La Bibliothèque Centrale de Prêt de Saône-et-Loire a été créée en 1982 et l’intercommunalité a commencé dès 1985 : 5 bibliothèques intercommunales associaient 14 communes.

Le Conseil Général a encouragé les démarches en donnant les bibliothèques intercommunales prioritaires pour le prêt de mobilier et en 1987 une convention de développement de la lecture publique était signée avec l’Etat. Deux volets concernaient l’intercommunalité : étude réalisée par un élève de l’ENSSIB et aide en mobilier et matériel pour les relais de lecture associés à une bibliothèque intercommunale.

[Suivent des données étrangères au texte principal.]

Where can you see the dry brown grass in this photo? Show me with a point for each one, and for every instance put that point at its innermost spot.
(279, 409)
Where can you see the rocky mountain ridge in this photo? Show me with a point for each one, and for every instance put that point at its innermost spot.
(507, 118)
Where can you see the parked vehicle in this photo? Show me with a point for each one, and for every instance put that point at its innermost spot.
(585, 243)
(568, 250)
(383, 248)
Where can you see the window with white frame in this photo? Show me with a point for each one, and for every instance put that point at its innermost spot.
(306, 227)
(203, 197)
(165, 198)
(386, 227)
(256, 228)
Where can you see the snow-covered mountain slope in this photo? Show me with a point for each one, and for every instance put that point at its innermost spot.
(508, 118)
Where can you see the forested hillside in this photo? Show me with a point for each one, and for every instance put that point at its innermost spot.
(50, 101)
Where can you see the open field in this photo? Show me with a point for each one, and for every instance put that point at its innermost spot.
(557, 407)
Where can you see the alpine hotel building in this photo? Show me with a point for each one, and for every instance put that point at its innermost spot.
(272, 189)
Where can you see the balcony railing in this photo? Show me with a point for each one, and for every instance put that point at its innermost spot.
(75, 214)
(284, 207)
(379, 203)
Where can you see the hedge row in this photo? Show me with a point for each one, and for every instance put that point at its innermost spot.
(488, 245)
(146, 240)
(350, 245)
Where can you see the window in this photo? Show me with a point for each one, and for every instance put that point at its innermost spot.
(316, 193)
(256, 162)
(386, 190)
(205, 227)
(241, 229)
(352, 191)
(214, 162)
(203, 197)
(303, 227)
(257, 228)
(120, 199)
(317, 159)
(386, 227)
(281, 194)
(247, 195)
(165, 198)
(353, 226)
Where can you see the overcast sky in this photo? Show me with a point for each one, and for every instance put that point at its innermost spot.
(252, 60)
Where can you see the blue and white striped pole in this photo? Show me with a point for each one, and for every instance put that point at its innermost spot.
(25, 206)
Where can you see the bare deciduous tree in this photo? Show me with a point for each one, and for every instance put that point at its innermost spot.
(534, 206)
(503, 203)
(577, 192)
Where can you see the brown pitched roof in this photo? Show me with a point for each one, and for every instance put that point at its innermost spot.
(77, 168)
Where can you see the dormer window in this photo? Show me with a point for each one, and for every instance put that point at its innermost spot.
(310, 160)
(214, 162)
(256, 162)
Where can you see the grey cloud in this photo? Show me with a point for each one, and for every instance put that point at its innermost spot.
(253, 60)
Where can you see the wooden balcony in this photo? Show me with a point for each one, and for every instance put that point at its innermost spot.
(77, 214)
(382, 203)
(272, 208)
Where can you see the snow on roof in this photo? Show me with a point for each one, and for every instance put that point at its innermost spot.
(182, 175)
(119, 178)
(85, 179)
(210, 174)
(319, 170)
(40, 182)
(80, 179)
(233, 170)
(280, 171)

Les principes ont été explicités par Bertrand Calenge dans une étude menée à l’occasion d’un DESS option direction de projets culturels présenté à l’Institut d’Etudes Politiques de Grenoble (Bibliothèques intercommunales / Olivier Doubroff) en 1988 et reposaient sur les 3 raisons suivantes :

  • " du point de vue des communes candidates à un service de lecture publique, la mise en place d’une bibliothèque complète devenait difficile pour les plus petites d’entre elles ; un service plus modeste pouvait suffire, pourvu qu’une " vraie " bibliothèque soit disponible à peu de distance : pourquoi alors ne pas lier dans le droit des communes complémentaires dans les faits ?
  • du point de vue des communes siège d’une bibliothèque, le développement de cette bibliothèque trouvait parfois ses limites et dans la taille de la population à desservir, et dans les ressources modestes d’une commune encore plus petite : pourquoi ne pas dégager des ressources nouvelles pour une meilleure bibliothèque, en collaboration avec les communes voisines ?
  • cette double démarche se trouvait favorisée par le fait que les bibliothèques existantes drainaient déjà un fort public venant des communes extérieures, comme l’avait montré in situ l’étude réalisée par la BCP de Saône-et-Loire en 1985 (Une bibliothèque dans un pays rural : lecture et lecteurs à Saint-Gengoux-le-national / F.Schmidt). La logique de responsabilité communale, mise en avant par la BCP, trouvait son compte dans une formalisation de ces attractions et mouvements. "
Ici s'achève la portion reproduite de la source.